I found this to be a hugely mixed bag.

About half the stories in this collection are basically serviceable; a lot of them sort of end up running into each other, riffing on similar themes over and over, often adhering to a specific set of tropes. A couple of them are then very good, with more interesting set ups and good prose. I got this book cheaply, and consider it to have been worth the cost for those stories I enjoyed.
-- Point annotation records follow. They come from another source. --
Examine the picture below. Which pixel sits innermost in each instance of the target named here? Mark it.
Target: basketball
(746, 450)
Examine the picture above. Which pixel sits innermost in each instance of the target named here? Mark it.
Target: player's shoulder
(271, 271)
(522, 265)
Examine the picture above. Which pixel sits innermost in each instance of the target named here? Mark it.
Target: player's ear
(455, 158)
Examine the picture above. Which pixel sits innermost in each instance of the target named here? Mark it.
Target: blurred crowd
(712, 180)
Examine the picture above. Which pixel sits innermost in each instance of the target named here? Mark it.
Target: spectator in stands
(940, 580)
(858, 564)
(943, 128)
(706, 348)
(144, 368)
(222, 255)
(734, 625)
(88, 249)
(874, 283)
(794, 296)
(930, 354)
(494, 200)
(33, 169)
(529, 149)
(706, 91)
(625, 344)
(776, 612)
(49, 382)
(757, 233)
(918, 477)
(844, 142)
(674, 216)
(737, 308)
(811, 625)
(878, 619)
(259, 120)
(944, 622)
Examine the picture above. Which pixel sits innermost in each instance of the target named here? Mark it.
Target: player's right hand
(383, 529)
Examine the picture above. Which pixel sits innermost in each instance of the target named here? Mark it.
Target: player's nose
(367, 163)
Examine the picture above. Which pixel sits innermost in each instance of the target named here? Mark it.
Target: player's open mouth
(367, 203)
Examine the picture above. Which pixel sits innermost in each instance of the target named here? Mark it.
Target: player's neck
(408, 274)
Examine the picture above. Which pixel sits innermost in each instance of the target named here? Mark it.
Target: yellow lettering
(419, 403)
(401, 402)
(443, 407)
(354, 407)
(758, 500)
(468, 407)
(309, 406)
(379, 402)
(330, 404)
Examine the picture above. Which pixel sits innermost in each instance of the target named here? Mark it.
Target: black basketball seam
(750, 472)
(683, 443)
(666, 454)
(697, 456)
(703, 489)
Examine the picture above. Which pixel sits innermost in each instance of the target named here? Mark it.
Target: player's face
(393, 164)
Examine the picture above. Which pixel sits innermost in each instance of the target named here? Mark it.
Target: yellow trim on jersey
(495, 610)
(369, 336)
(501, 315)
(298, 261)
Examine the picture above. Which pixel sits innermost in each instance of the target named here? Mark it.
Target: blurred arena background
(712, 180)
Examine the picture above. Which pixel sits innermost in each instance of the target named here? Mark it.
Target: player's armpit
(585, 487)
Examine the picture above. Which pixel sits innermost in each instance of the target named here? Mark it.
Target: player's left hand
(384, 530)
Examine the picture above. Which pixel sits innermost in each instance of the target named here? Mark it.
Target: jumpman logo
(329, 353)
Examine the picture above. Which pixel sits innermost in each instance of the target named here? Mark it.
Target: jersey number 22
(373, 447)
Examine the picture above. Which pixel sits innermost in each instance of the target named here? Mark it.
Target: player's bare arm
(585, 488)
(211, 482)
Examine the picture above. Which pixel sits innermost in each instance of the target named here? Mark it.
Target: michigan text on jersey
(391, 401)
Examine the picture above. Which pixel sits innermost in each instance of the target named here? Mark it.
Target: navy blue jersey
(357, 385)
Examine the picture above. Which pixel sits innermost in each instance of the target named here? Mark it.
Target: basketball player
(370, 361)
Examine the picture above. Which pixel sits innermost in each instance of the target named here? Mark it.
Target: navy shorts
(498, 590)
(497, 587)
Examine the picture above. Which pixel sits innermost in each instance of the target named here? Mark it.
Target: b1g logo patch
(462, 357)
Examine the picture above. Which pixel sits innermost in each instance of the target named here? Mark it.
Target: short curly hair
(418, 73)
There are also a couple that I found distinctly uncomfortable and to play into some really harmful ideas of what queering the text has to entail; ones that play into long-outdated stereotypes of queer sexuality, and what stories about queer sexuality must include, without a hint of self-awareness or subversion. It's not that I think stories about queer/etc. people 'can't' include certain things, but the framing of those things is important when it comes along with long histories of baggage.

Another thing that frustrated me is that for an anthology that attempts to be subversive in some way, the range of 'queerness' on offer is predictably limited. It's largely, as ever, cis gay men. True, one might argue that the Holmes framework doesn't allow for much else, but to be honest I think that's setting the bar low. Some imagination and a willingness to walk further outside the limitations of the canon would have been more interesting and varied, in my opinion.

Finally, a lot of these stories don't do much with the fact that they're set in the Holmes canon, to be frank. They're just set in it because they are. Very few of the stories here had to be told via Holmes, and I think, again, that's a lack of vision and a wasted opportunity.

It really just didn't grab me as a collection, in the end.